Changing Primary Keys in Django

23 January '22

The primary key field in a database table isn't meant to change, so what happens when your database has a midlife crisis?

The Setup

As you may or may not be aware, I run a small stat-tracking site for a semi-regular Magic the Gathering event hosted by a friend of mine. Recently it was announced that we would be doing our very first league event, with the goal of creating a four-week competition between all of our players. Players challenge each other to matches throughout the duration of the league and the winner climbs the ladder to the top. If you want to win, you've got to challenge the people immediately above you and claw your way up.

This sounded like a fun event, and likewise a stellar challenge for the site. As-is we have no concept of an event like this in our database - events occupy a single day and location, and the players are ranked by how many points they score cumulatively. Leagues represent a radical departure from this model. For starters, the logic we currently use to calculate winners needs to account for when a match happened - something totally absent from the current match model. Additionally, matches now need some directionality, that is, it's not enough just to know who played in a match - we need to know who was the challenger and who was the defender.

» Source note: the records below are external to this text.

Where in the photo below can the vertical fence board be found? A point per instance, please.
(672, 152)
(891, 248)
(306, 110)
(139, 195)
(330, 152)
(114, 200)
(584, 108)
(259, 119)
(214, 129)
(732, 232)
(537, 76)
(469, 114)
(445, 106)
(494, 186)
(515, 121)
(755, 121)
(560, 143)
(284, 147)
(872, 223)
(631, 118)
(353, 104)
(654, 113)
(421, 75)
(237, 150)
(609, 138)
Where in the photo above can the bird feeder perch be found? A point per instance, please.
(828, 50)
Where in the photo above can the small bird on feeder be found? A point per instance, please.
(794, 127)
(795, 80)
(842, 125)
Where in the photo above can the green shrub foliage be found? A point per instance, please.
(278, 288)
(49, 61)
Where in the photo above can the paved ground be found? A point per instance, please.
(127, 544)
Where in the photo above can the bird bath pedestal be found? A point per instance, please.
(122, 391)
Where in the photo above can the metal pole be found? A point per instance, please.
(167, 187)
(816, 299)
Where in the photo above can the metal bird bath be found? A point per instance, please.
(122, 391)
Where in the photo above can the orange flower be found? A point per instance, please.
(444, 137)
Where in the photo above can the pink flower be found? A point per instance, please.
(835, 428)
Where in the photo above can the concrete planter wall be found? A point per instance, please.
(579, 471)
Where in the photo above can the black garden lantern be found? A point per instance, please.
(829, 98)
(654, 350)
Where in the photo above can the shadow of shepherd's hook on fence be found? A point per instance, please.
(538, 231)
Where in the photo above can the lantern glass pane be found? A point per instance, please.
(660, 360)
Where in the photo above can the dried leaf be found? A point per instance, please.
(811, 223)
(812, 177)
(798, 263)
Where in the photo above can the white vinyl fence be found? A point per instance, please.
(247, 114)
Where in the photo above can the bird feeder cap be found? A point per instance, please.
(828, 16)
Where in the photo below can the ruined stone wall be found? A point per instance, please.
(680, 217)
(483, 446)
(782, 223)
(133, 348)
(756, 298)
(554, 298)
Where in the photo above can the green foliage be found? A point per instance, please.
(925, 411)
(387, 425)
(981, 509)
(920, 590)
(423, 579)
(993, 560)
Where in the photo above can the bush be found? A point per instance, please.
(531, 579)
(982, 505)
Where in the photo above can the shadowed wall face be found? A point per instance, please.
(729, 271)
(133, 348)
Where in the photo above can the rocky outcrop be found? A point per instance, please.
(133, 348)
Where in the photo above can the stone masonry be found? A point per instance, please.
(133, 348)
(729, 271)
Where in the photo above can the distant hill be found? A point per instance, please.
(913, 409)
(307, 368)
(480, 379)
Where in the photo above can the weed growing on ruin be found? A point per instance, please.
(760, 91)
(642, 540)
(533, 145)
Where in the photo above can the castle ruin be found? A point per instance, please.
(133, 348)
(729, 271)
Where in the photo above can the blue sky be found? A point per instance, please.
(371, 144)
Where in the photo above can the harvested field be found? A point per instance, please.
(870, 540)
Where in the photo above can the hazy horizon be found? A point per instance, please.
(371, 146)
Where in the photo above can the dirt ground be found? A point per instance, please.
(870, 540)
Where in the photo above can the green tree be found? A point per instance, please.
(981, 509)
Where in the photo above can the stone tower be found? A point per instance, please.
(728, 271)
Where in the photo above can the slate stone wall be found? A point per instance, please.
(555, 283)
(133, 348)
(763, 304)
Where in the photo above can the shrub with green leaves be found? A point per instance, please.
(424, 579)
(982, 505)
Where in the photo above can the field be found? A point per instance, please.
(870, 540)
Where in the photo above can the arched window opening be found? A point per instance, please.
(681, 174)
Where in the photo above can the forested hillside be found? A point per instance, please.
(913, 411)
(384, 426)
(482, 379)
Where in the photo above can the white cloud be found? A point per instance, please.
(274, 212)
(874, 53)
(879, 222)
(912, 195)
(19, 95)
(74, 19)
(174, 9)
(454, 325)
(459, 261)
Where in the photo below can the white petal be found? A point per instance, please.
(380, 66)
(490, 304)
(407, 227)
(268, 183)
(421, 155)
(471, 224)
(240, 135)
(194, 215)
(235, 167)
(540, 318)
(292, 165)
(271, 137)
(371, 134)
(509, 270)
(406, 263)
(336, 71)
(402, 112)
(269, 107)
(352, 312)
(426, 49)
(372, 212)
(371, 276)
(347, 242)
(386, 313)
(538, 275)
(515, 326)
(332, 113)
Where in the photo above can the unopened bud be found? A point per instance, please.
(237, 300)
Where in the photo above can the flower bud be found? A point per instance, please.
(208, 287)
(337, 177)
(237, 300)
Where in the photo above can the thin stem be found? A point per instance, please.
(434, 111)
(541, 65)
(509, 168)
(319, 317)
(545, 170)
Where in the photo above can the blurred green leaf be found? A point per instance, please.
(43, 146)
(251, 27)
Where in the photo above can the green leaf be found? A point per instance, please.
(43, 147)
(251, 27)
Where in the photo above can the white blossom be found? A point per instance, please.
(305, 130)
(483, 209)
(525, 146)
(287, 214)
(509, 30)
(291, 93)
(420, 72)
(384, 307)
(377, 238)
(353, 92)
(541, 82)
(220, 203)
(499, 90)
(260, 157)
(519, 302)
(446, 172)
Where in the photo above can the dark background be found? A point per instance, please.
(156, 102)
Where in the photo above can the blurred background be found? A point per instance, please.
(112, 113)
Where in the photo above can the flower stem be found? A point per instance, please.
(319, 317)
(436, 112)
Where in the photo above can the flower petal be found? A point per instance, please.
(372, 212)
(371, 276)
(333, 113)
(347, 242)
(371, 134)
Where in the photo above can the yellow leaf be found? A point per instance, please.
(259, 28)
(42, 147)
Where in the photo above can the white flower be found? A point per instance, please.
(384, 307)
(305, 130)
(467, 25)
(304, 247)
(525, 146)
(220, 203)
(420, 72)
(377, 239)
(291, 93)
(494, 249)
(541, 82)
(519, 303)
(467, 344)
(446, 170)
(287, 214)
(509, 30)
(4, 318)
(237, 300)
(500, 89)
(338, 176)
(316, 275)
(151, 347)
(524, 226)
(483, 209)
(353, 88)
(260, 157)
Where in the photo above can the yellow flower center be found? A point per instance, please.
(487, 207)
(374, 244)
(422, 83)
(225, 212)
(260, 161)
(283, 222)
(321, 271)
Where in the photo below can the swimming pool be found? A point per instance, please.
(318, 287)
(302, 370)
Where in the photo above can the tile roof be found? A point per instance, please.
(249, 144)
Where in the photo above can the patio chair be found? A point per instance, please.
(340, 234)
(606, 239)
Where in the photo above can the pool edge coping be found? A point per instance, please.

All of these new concepts would be pretty rough to squeeze into the existing Event / Match models, so I decided the best thing to do here would be to create two new models: League and LeagueMatch. Of course, now we have to think about games. Games link to a Match, and they're going to be structured the exact same way whether or not that match is a Match or a LeagueMatch. So, what do we do about this? Do we make a new LeagueGame model?

Well, we probably could. There's nothing stopping us from doing that, really, and it'd technically work fine. It'd mean more code, for sure, and it might get tricky to maintain, but it would work. Instead, I think it's best we look to Object Oriented Programming for the solution. By using the django-polymorphic package we can create models that inherit from other models in our database. This way we can have one central Game type and create a relationship to a new, central Match model with two subsclasses (EventMatch and LeagueMatch) that contain the specific details necessary for event / league play.

Goals and Blockers

With this setup in mind, we have two goals we need to work towards before we can start building league-specific database models:

All good so far, but PolymorphicModel objects need an entity_ptr as a PK, not a standard ID. This means a couple of things:

The Operations

In order to get around the issues described above, I devised a chain of operations. This process takes three migrations and two commits to complete, so it's pretty involved.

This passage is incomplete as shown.